Let’s see what the page distribution is

In the mix!

The allocation unit type description will show me the number of LOB pages and IN_ROW_DATA pages.

Let’s see what happens when I drop the nonclustered index.

172.667 rows

The page allocations went down. As expected because every index is a copy of the data included in the index. And data lives on data pages. and every page needs an allocation.

There’s one IAM page gone, a lot of index pages have gone. The number of DATA_PAGE, TEXT_TREE_PAGE and TEXT_MIX_PAGE are the same. The index pages contained the nonclustered index data and SQL needed an extra IAM page for that. An Index Allocation Map (IAM) page maps the extents in a 4-GB part of a database file used by an allocation unit.
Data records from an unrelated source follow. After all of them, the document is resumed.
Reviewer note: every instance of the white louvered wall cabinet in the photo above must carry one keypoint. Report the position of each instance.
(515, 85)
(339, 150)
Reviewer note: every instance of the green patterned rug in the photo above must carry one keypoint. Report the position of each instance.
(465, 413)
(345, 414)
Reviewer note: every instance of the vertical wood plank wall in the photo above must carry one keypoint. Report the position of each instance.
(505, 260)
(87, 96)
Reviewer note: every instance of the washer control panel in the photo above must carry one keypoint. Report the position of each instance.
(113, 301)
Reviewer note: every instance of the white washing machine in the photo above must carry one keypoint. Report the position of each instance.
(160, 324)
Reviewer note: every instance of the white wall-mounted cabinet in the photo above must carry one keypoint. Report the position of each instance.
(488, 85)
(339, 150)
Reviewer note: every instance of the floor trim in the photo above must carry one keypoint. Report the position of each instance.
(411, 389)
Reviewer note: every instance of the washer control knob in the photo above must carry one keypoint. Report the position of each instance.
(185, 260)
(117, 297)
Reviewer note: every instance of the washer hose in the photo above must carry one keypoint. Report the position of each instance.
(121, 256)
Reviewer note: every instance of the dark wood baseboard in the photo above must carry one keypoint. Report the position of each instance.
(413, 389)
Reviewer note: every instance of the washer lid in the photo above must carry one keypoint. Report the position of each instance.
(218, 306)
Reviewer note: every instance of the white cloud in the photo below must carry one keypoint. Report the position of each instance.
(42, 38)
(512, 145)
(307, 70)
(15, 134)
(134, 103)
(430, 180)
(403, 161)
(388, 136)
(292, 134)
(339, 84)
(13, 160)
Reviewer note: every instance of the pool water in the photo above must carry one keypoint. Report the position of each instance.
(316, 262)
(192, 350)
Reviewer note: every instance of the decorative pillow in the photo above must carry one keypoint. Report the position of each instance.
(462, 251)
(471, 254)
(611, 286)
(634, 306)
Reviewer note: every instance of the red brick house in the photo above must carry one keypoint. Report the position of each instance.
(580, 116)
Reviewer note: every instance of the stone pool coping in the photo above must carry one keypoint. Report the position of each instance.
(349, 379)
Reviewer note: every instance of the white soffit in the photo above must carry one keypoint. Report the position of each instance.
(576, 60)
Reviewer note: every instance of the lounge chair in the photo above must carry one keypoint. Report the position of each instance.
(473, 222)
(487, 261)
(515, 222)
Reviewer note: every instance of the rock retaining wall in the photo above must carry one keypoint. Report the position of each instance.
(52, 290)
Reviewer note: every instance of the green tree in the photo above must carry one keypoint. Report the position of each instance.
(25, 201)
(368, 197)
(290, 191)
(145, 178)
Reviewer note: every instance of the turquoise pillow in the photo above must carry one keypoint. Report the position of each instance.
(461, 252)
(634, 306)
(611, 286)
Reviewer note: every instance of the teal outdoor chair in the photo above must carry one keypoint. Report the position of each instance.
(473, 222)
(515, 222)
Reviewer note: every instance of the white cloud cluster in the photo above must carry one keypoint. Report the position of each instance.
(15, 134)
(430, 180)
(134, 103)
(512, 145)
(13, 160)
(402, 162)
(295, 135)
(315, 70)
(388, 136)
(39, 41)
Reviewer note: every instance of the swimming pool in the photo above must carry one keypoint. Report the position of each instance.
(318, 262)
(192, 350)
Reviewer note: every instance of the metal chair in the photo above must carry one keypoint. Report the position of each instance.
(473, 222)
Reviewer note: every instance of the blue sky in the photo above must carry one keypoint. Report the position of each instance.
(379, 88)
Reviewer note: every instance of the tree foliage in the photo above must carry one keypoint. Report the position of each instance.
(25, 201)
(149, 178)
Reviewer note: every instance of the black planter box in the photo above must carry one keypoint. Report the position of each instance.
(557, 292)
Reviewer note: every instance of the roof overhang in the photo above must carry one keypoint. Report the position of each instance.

My data doesn’t hit the 4GB part of the IAM definition, but with an index it needs an Index Allocation Map. But why three? Well, the table has been used for testing and multiple indexes have been added and dropped. It looks like there’s a lot of residue left after these processes. When I rebuild the columnstore index, this happens.

Less clutter

My IAM_PAGE count goes back to 1 (1 Clustered Columnstore Index, less than 4 GB), the index pages are cleared just like the data pages. The CCI saves the data in another way.

Only LOBS

All there’s left are LOB_DATA allocation units. The IN_ROW_DATA allocation units are gone as well.

So, when I create a nonclustered index, the values from the index (both integers) are copied to IN_ROW_DATA allocation units. And sorted as well. That should be the explanation why a nonclustered index really helps out with update an delete operations. The engine can find the rows with less reads. When it finds the correct data in the IN_ROW_DATA, it will then go to the LOB allocation units to read/update/delete the LOB_DATA there. What I haven’t found is the write operations and impact on the delta stores. There’s a brilliant mind out there who will know how to do this.

Finally

Please don’t fool yourself into thinking this is the magical silver bullet to save all your performance problems. Because every problem has it’s own solution. Please test things like this out on your own system, check the results and the impact. Not just on the insert/update/delete part but also on the select.
Second, during testing, don’t forget to clean up after you. SQL won’t do it for you. And less clutter usually improves performance or prevents performance degradation.
Don’t stop your own experiments with just the indexes, there are more ways than one to solve your problems. If your application supports those by all means try them!

Lastly, thanks again to Aaron Bertrand for sparking this blogpost.